Sections of the Sri Lankan Tamil media known to be sympathetic to the Liberation Tigers of Tamil Eelam (LTTE) are livid.

Tamil newspaper Sudar Oli, which is believed to reflect the thinking in the LTTE, said in a stinging editorial that the presence of the Indians in a military base had “exposed” New Delhi.

“It has been proved once again that India makes its moves to suit its geographical, political and economic interests,” it said Sunday.

“Now it has come to light that India had supplied not only weapons but also troops (to Sri Lanka) to fight the war while preaching a political solution,” the daily said.

The LTTE carried out a stunning pre-dawn suicide attack on the military base Sep 9 and claimed to have destroyed its radar installations, the communication and engineering facilities as well as anti-aircraft weapons and ammunition depot.

It said all its 10 Black Tigers, or suicide commandos including five females, were killed in the meticulously planned raid. It claimed to have killed 20 military personnel.

The wounded Indians, who Indian sources said were radar operators, were quickly flown to Colombo. New Delhi has admitted to providing radars to Sri Lanka to detect low-flying light wing LTTE aircraft.

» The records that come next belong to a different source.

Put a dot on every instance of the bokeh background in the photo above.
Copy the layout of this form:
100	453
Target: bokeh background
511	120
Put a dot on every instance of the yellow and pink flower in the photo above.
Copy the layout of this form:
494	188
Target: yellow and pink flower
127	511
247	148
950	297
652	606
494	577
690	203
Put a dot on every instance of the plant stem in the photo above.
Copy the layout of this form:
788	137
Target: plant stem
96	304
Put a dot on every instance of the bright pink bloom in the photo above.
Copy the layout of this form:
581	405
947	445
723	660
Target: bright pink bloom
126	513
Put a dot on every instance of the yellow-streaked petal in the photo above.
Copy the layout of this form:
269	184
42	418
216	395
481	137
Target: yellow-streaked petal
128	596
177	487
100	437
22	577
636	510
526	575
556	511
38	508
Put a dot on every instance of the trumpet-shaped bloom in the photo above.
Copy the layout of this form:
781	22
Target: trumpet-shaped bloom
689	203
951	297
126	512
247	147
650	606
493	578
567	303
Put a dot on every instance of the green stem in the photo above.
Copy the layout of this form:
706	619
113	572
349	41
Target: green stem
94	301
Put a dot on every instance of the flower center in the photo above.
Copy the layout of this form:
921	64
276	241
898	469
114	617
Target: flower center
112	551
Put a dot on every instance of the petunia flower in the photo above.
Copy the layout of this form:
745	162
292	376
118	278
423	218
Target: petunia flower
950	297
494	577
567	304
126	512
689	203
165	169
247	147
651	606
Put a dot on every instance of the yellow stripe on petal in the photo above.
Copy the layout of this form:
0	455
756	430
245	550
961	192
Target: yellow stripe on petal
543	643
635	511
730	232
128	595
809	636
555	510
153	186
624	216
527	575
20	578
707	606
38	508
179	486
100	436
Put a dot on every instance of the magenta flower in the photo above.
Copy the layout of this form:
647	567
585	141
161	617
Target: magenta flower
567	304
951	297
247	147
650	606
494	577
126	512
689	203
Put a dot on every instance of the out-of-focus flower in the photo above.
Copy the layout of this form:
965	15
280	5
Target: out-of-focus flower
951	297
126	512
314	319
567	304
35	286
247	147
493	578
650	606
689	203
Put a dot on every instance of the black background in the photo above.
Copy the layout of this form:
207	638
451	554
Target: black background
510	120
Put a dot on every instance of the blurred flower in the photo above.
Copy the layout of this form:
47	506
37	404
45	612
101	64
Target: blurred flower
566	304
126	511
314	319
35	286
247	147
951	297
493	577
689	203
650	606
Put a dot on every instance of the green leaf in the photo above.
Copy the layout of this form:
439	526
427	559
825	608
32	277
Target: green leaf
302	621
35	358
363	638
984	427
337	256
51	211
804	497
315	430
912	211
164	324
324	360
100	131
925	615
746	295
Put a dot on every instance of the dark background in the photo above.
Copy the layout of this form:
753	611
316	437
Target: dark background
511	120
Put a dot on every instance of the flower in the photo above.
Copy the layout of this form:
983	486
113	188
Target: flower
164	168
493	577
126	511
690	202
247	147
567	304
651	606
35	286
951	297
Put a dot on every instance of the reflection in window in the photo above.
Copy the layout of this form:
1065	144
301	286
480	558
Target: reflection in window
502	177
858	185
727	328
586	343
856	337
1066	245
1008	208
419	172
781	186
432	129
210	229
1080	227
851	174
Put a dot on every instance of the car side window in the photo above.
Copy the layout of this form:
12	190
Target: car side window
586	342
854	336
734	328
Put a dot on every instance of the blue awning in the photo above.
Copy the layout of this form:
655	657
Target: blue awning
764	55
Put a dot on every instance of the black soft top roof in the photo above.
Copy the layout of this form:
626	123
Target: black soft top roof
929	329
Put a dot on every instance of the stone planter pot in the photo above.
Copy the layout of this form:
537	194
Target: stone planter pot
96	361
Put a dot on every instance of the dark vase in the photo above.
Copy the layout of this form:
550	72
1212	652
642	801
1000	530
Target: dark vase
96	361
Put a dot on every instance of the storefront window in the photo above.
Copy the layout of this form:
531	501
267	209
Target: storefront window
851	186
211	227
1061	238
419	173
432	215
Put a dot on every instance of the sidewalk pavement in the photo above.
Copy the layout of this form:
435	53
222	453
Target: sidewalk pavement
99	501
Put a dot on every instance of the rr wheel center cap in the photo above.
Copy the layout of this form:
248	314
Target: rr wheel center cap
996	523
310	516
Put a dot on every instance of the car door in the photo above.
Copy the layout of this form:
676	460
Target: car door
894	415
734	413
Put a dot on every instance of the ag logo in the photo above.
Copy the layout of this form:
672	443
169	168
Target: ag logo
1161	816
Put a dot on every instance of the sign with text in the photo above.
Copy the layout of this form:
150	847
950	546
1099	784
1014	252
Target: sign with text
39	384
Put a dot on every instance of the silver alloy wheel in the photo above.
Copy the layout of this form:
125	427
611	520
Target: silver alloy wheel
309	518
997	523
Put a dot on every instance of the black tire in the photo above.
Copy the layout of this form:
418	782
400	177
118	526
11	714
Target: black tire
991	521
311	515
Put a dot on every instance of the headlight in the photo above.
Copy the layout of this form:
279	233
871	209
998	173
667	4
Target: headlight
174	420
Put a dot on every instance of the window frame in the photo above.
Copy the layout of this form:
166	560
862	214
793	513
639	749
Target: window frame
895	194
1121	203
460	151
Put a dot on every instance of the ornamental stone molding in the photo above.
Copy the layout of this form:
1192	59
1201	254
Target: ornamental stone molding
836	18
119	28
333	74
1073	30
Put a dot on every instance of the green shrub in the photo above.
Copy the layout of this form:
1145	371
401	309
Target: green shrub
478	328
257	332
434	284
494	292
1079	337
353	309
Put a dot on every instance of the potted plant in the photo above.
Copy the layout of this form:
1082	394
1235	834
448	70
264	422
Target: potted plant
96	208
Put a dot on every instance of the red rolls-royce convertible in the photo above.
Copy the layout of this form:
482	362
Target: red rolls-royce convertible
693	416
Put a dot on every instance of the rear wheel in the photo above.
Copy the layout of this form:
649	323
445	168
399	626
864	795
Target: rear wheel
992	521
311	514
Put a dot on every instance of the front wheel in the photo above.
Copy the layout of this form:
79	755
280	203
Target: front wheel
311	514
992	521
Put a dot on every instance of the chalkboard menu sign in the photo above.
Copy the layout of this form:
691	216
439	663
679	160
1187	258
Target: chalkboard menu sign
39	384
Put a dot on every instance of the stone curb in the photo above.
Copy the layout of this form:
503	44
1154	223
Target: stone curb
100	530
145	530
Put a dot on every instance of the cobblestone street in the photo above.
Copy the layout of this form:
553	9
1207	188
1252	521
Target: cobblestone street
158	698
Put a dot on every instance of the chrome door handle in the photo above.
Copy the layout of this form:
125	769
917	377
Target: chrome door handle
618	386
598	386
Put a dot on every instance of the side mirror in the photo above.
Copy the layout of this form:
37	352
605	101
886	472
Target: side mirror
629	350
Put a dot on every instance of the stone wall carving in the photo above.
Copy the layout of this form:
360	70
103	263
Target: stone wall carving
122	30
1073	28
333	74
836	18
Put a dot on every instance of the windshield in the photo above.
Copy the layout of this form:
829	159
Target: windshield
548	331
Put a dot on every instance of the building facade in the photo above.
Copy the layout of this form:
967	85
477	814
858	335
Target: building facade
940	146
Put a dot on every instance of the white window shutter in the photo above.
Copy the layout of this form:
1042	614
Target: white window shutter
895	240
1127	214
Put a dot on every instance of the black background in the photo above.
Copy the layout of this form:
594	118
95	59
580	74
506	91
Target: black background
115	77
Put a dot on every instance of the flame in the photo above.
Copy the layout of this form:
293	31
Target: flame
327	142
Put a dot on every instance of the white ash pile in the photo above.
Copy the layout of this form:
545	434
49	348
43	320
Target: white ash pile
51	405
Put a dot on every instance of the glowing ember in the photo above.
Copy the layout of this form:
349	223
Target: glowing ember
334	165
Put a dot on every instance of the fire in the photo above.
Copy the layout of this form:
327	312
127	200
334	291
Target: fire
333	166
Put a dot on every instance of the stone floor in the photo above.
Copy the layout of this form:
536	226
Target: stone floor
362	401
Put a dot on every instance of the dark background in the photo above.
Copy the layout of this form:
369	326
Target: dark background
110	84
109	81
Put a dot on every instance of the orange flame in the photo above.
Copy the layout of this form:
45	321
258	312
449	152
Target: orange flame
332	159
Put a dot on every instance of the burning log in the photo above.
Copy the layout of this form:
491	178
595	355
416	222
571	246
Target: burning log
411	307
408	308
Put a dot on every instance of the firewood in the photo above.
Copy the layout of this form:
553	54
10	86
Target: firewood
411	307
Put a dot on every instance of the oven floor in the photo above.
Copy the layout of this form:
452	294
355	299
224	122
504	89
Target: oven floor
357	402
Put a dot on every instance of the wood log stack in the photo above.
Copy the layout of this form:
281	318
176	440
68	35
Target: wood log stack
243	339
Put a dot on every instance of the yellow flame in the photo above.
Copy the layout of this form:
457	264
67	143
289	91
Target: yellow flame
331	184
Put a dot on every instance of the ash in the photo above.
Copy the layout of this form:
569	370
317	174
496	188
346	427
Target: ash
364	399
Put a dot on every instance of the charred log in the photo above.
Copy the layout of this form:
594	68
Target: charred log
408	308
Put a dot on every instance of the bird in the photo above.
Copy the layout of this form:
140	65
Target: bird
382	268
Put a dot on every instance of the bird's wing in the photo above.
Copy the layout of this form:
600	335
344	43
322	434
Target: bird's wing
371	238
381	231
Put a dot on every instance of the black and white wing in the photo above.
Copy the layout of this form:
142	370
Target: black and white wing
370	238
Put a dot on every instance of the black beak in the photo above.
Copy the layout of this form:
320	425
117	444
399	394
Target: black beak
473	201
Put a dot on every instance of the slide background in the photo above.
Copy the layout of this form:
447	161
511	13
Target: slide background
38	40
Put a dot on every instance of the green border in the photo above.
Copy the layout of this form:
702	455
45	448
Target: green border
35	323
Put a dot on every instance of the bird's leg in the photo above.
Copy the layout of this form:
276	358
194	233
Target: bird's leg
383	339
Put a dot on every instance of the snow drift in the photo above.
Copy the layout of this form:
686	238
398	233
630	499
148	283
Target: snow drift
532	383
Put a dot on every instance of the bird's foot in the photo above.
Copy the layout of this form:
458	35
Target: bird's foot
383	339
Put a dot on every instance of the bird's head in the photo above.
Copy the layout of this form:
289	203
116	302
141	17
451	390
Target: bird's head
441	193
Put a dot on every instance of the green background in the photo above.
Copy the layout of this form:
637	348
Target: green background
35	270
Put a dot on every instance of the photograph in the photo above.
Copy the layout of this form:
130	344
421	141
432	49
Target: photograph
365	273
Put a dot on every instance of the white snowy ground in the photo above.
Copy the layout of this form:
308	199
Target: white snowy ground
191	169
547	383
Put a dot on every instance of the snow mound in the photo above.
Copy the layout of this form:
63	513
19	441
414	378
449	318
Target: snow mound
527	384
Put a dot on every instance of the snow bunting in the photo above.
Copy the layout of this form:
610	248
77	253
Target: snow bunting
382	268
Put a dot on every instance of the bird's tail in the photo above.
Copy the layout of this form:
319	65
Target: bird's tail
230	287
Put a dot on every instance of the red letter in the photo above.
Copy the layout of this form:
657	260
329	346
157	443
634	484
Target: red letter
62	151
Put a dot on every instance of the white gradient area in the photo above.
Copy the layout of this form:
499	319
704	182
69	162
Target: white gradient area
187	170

Another Sri Lankan Tamil newspaper, Uthayan, has also lashed out at India, accusing it of duplicity.

In an earlier editorial, it echoed criticism by pro-LTTE politicians in Tamil Nadu that Prime Minister Manmohan Singh’s call for negotiations to end the Sri Lankan conflict was not borne out by “this brazen and material manpower support” to Colombo.

The LTTE has not commented on the presence of the Indians in Sri Lankan military bases. But it has in recent times been very critical of New Delhi’s support to Colombo.

India says it is opposed to any break-up of Sri Lanka but that Colombo must work towards a credible power-sharing deal with the Tamil minority.

India’s National Security Advisor M.K. Narayanan recently stated that Colombo may be able to win the battle against the LTTE, but it cannot win the war because it does not have the Tamils on its side.

The pro-LTTE media and Indian Tamil politicians sympathetic to the Tigers, however, blame Narayanan for India’s de facto military support to Sri Lanka while publicly declaring that it will not provide offensive weapons.

India’s relations with the LTTE have undergone dramatic changes since 1983 when anti-Tamil riots in Colombo led to New Delhi’s overt and covert intervention in the island nation.

From a country that provided sanctuary to the LTTE in the 1980s, India became the first to outlaw the Tigers after the outfit was blamed for the 1991 suicide killing of former prime minister Rajiv Gandhi.

Even as the LTTE’s anger against India has grown, the Tigers have become increasingly furious over what they feel are Western double standards vis-à-vis Sri Lanka.

In the LTTE’s view, Western backing for a “negotiated solution” in Sri Lanka aims to disguise its support for Colombo’s military agenda. Pro-LTTE Tamils say the only answer to such an attitude is to double up efforts to form an independent Tamil state.